Serving - and Surviving - the Middle Market

Much of CFS's work is focused on helping to make sure middle-class families can acquire the knowledge and tools necessary to achieve financial security. This includes increasing financial literacy and helping to make sure public policies work to connect working Americans with tools like life insurance, IRAs and other products that are an essential part of the American Dream.

The New York Times ran a piece this week about the challenges of making sure the middle market is properly served. It is a challenge this Blog touched on during the DOL fiduciary debate, when everyone from the Consumer Federation of America to members of Congress worried that the rule would dry up incentives the industry had to serve small savers.

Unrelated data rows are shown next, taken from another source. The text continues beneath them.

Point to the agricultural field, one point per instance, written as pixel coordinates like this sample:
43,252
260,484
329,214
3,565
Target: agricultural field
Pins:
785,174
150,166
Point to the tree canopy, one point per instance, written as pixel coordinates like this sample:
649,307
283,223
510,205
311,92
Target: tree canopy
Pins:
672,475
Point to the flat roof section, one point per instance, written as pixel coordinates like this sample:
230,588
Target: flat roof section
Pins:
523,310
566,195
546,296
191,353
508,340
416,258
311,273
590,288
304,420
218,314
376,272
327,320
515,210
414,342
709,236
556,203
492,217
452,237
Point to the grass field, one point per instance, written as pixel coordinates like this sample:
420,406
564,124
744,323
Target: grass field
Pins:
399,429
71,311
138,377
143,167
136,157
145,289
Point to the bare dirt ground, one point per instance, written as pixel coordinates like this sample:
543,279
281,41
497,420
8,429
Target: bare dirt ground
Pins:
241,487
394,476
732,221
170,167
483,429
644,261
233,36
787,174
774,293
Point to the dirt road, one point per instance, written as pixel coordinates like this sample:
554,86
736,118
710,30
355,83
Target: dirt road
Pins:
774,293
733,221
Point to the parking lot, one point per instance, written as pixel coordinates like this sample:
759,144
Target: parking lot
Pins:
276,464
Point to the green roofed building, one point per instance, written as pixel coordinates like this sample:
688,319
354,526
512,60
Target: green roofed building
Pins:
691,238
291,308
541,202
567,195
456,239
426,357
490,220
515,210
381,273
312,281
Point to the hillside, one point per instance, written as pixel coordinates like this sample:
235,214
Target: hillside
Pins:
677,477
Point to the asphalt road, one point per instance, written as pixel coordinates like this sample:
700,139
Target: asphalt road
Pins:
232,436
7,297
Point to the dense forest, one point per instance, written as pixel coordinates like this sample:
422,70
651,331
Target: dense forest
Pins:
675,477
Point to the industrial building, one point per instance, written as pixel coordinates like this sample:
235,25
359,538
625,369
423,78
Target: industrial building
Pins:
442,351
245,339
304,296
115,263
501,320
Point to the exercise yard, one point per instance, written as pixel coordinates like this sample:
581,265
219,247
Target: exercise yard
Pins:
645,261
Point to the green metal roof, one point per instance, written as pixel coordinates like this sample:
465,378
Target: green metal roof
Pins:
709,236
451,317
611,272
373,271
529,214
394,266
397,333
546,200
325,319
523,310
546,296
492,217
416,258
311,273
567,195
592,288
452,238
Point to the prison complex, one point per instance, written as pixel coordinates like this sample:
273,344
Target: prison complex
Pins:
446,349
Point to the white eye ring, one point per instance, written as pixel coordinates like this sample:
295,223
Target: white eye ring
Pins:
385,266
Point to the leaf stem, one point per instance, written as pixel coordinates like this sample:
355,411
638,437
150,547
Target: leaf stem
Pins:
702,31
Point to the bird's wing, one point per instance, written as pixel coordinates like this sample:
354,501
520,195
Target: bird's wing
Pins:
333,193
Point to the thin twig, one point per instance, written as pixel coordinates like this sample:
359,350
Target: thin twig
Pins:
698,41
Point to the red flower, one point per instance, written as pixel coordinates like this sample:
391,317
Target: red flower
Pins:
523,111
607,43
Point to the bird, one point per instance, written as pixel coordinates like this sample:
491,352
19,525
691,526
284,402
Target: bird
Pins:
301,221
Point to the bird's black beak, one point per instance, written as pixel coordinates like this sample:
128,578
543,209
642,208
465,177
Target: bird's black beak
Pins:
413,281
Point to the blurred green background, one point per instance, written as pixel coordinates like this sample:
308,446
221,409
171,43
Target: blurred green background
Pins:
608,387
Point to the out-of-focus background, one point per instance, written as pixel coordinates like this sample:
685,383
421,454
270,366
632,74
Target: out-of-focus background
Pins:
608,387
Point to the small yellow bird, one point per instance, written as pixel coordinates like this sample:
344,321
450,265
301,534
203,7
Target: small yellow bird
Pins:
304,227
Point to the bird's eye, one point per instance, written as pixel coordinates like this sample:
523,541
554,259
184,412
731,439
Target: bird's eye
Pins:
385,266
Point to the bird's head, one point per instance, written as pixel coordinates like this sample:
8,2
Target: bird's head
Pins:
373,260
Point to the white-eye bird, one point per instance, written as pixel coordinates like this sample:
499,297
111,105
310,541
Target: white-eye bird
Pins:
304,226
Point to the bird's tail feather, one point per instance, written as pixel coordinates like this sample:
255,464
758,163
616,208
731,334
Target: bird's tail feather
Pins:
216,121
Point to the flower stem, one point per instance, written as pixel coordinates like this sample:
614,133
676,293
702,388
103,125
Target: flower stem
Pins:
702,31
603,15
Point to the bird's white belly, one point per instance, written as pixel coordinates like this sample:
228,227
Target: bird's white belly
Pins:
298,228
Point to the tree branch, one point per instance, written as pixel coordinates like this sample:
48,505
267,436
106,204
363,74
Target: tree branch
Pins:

What exactly is the challenge?  The headline sums it up: "Financial Advice for Those with Small Nest Eggs."   The Times, noting Merrill Lynch's decision to tell brokers they would no longer be compensated for working on accounts with less than $250K, wrote:

Nobody has figured out a way to consistently give large numbers of people reasonably priced financial advice across all areas of their life and to do so in an ethical manner.
Knowing the DOL debate is coming back, the whole piece is worth a read for a discussion of the challenge. It is clear the market is moving away from the small and medium saver. What if regulations hasten the move? What can be done to turn it around?